ところで9月の和風月名は「長月」ですが、これは夜が次第に長くなる「夜長月」の略です。
「暑さ寒さも彼岸まで」といわれるように、初秋はまだ暑さが残りますが、これからは日一日と、空気が澄んで、全てのものが爽やかになってきます。
加えて夜が次第に長くなってくるわけですね・・・。
一年で最も月や星を眺める絶好の季節ということで、再度日本人と月の関りについて触れてみます。
月といえば何といっても「十五夜」が思い浮かぶと思いますが、これは旧暦8月15日の夜で、令和3年は9月21日(火)です。
ちなみに十五夜は必ず「旧暦」で行います。
なぜなら明治5年まで使用されていた旧暦は太陽の動向も考慮しますが、月の満ち欠けを基準にしているからです。
そして旧暦の「秋」は7月・8月・9月のことで、8月は真ん中にあたるので、この夜の満月を「仲秋の満月」と呼びます。
名月を愛でる習慣は中国から伝来し、主に貴族階級の間でマネをされていました。月を鑑賞しながら、詩を詠んだり、風流を楽しんでいたのでしょうか。
ただ稲作を中心とした農耕文化で栄えた日本でも、月の出を待って物を捧げ、農作物の豊作や安泰を祈念する風習は存在していました。
つまり十五夜には風流を愛でる意味と、信仰や農耕における収穫儀礼的要素が存在したわけですね。
これに加えて日本ならではのユニークな習慣がありました。
和食の《マナーうんちく話》でもたびたび触れましたが、日本の「共食文化」です。
十五夜の日に、お月様に稲の代用としてイネ科の植物であるススキを始め、野菜・果物、月見団子をお供えするわけですが、昔はこの団子を、子どもがこっそりとって食べても許されるというしきたりがありました。
私が幼い頃にもこのような「しきたり」が存在していたように記憶しています。
月見以外にも、盆や彼岸にお墓に備えられた団子や菓子も、黙って取って食べても叱られないといわれていました。
神や仏に備えられたものは、みんなで分け合って有難く頂くという「共同飲食」の文化が根付いていたわけです。
桃の節句や菊の節句などは、旧暦と新暦では約一月、本来の季節がずれてしまい、先人の思いと現代のライフスタイルがかみ合わなくなりました。

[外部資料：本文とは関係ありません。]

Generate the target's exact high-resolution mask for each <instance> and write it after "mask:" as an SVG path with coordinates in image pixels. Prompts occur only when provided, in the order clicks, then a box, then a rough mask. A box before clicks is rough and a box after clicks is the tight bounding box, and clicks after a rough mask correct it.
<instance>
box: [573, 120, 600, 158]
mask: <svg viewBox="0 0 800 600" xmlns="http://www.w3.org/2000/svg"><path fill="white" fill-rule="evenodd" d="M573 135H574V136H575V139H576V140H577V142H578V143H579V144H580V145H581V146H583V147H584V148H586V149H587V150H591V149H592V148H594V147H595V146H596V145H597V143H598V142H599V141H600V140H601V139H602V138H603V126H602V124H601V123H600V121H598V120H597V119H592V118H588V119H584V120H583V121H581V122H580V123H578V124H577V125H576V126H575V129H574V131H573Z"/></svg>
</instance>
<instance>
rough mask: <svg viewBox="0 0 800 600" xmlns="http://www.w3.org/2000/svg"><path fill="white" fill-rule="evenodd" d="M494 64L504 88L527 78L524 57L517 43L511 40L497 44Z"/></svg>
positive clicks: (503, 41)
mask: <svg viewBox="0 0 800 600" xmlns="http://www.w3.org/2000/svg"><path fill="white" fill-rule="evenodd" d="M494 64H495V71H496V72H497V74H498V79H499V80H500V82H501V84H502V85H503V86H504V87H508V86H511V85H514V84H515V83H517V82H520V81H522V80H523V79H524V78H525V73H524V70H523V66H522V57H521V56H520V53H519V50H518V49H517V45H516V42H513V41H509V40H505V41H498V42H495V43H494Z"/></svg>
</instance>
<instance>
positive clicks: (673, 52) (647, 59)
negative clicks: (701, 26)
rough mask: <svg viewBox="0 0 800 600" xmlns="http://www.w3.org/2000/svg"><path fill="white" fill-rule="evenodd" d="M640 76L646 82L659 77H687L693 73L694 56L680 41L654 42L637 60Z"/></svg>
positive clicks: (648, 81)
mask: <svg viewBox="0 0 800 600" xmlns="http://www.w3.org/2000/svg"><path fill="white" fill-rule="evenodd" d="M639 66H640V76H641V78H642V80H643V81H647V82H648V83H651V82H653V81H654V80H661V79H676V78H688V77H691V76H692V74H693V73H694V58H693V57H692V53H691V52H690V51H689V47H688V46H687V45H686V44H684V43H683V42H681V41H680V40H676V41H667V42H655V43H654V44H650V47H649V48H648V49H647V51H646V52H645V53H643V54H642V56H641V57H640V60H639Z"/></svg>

しかし、お月様は相変わらず今を生きる私たちを照らしてくれています。
空気のきれいな秋の夜長くらいは、月を眺め、先人に思いをはせてみるのもお勧めです。
最後に日本は世界がうらやましがる豊かな四季があります。
このゆたかな四季が織りなす自然の声に耳を澄ませ、自然とともに真摯に生きた先人から、本来あるべき持続可能な世界のヒントが探れると思います。
そして「日本の心」を改めて見つめてみる9月にしたいものです。